FMC Deregulates on Ocean Carrier Service Contracts – Shippers Await Action on Fees
The Federal Maritime Commission (FMC) made a regulation move concerning ocean freight carriers. It’s actually a bit of deregulation when it comes to carriers filing service contracts. Maybe it would even be more accurate to say it’s an easing of regulation on filing service contracts.
John Gallagher – not the Gallagher who used to smash watermelons with mallets; his first name was actually Leo – reports in an American Shipper article:
The Federal Maritime Commission (FMC) will begin this year what it calls a “new era of flexibility” for service contract filing for container lines and their U.S. importer and exporter customers.
An amended rule that takes effect on June 2 will allow ocean carriers to file original service contracts with the agency up to 30 days after they go into effect. Current regulations require that they be filed with the FMC before an ocean carrier is allowed to receive and move cargo under the terms of that contract.
Reaction to Easing of Contract Filing Regulation
Shippers in general probably won’t mind this bit of deregulation. The flexibility does have the potential to improve service from carriers, allowing them to load shippers’ cargo faster after signing a contract. It doesn’t make the contract any less binding and shouldn’t decrease the FMC’s ability to review contracts to make sure carriers aren’t taking advantage of shippers. Ultimately, though, most shippers – especially small to medium shippers – are not likely to see any real difference from this deregulation.
Most in the international shipping industry – and the container shipping sector in particular – either view this bit of deregulation positively or with indifference. Gallagher’s article did, however, make note of the one dissenting opinion that was submitted to the FMC:
BassTech International, a raw materials supplier, was the sole commenter that opposed the change, asserting that “eliminating any regulation that will reduce transparency and meaningful Commission oversight of ocean carrier behavior will have a negative impact on U.S. businesses that rely on importing and exporting by ocean transportation,” according to the FMC.

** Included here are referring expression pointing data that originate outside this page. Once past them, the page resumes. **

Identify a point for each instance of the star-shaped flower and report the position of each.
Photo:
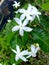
(25, 13)
(34, 11)
(0, 64)
(34, 51)
(21, 26)
(20, 55)
(16, 4)
(1, 1)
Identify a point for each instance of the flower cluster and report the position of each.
(27, 15)
(26, 54)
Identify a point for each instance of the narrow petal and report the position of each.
(29, 7)
(33, 48)
(15, 28)
(25, 22)
(21, 32)
(28, 29)
(37, 49)
(17, 48)
(18, 21)
(33, 17)
(33, 54)
(38, 18)
(16, 58)
(23, 58)
(29, 17)
(21, 10)
(14, 51)
(34, 8)
(25, 52)
(22, 17)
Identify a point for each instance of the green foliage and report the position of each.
(40, 34)
(45, 6)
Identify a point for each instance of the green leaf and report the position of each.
(45, 6)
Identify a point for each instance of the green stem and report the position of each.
(2, 19)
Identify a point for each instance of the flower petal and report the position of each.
(22, 17)
(21, 32)
(28, 29)
(18, 21)
(25, 22)
(23, 58)
(33, 48)
(29, 17)
(25, 52)
(21, 10)
(14, 51)
(18, 49)
(15, 28)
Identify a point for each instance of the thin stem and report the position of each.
(2, 19)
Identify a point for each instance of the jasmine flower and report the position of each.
(0, 64)
(21, 26)
(16, 4)
(34, 50)
(20, 55)
(25, 13)
(1, 2)
(35, 12)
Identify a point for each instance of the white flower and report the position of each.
(0, 64)
(25, 13)
(1, 2)
(21, 26)
(16, 4)
(34, 11)
(34, 51)
(9, 21)
(20, 55)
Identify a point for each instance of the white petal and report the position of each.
(14, 51)
(15, 28)
(29, 55)
(38, 18)
(28, 29)
(17, 48)
(9, 20)
(21, 32)
(25, 52)
(33, 17)
(22, 17)
(18, 21)
(21, 10)
(37, 49)
(25, 22)
(23, 58)
(16, 58)
(39, 13)
(33, 48)
(33, 54)
(29, 7)
(34, 8)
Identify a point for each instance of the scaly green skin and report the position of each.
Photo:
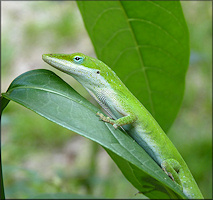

Transparency, or the lack thereof, from carriers is something worth being concerned about. Carriers are notoriously opaque in their practices. However, I don’t believe there is much risk of this deregulation decreasing carrier transparency (and not just because it seems impossible for them to be less transparent). Contracts still must be filed and will be reviewed. This simply allows the contracts to go into effect faster.
Granted, I’m generally for less regulation rather than more when it comes to business. However, I do recognize the need for some regulation to prevent monopolies, stop unethical practices that would take advantage of consumers, and protect communities and environments in which businesses operate. There is regulation, which I believe should be put in place, that shippers have been waiting for from the FMC.
Shippers Waiting for Real FMC Action
For years, shippers have complained of unfair fees, especially detention and demurrage fees, from carriers and terminal operators. Unfair fees levied against shippers because of out-of-their-control factors such as congestion and limited operations due to Covid restrictions have been especially prevalent during the pandemic.
Meanwhile, U.S. exporters, especially in the agricultural sector, have been denied service by carriers so shipping lines could ship empty containers back to Asia faster to feed into the more profitable (for carriers) eastbound transpacific shipping routes.
While the FMC has talked a decent talk about investigating carrier practices and fees, shippers have seen almost nothing in terms of regulatory action. Probably the biggest bit of regulatory action the FMC has taken is to increase the frequency with which carrier alliances must report key trade data.
Shippers are still waiting for the FMC redress some of their complaints.